Newton is a unicorn, whose gifts as a passer and a runner make him arguably the greatest dual-threat quarterback in NFL history. Ignoring his skill as a runner would cut into his value, and the Panthers have used him a lot in the running game. His career low in rushing attempts for a season is 90, and that is tied for 42nd all-time among quarterbacks in a single season. On that all-time list of rushing attempts in a season by a quarterback, Newton ranks third, fourth, fifth, sixth, 14th, tied for 21st, tied for 24th and tied for 42nd. No quarterback has ever moonlighted as a running back as frequently as Newton.
So when Newton turned 30 years old in May, it might have been a more significant age milestone for him than any other quarterback. Do we treat him more like a running back, whose careers are generally deep on the back nine when they hit 30? It’s tough to say because there’s never been anyone like Newton in the NFL.
Watching him labor through last season with a bum shoulder — he was replaced for a Hail Mary during a game last October, which was alarming when you consider his prodigious arm strength — was tough. Credit him for playing almost all season through the injury, but now it’s fair to wonder if he’ll lose a few miles an hour on his fastball. It’s also fair to wonder if he and the Panthers will ever have another year like 2015.

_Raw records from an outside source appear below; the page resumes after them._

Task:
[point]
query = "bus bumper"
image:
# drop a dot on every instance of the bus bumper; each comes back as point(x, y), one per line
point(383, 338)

The Panthers went 15-1 that season, Newton won an MVP but they lost Super Bowl 50. They’ve made it back to the playoffs just once, and lost in the wild-card round. It’s hard to put together a season like the 2015 Panthers and it’s nearly impossible to stay even close to that level. It’s even harder when your quarterback is hurting.
The Panthers looked great to start last season. They started 6-2. Then they were demolished by the Pittsburgh Steelers on a Thursday night, but that happens. Then they lost 20-19 at Detroit when a two-point conversion fell short. Then another loss. And another. They went from 6-2 to 6-9 before winning Week 17 against a Saints team playing for nothing.
The Panthers were unlucky last season. They lost close games. They had bad injury luck, ranking seventh in Football Outsiders’ adjusted games lost injury metric. If Newton bounces back and looks like his old self all season, the Panthers are in for a nice positive regression.
The part about Newton is key. The news to this point on his recovery from surgery has been good. Maybe he can bounce back to his MVP form. The clock is ticking, probably a little louder than for any other 30-year-old quarterback we’ve seen.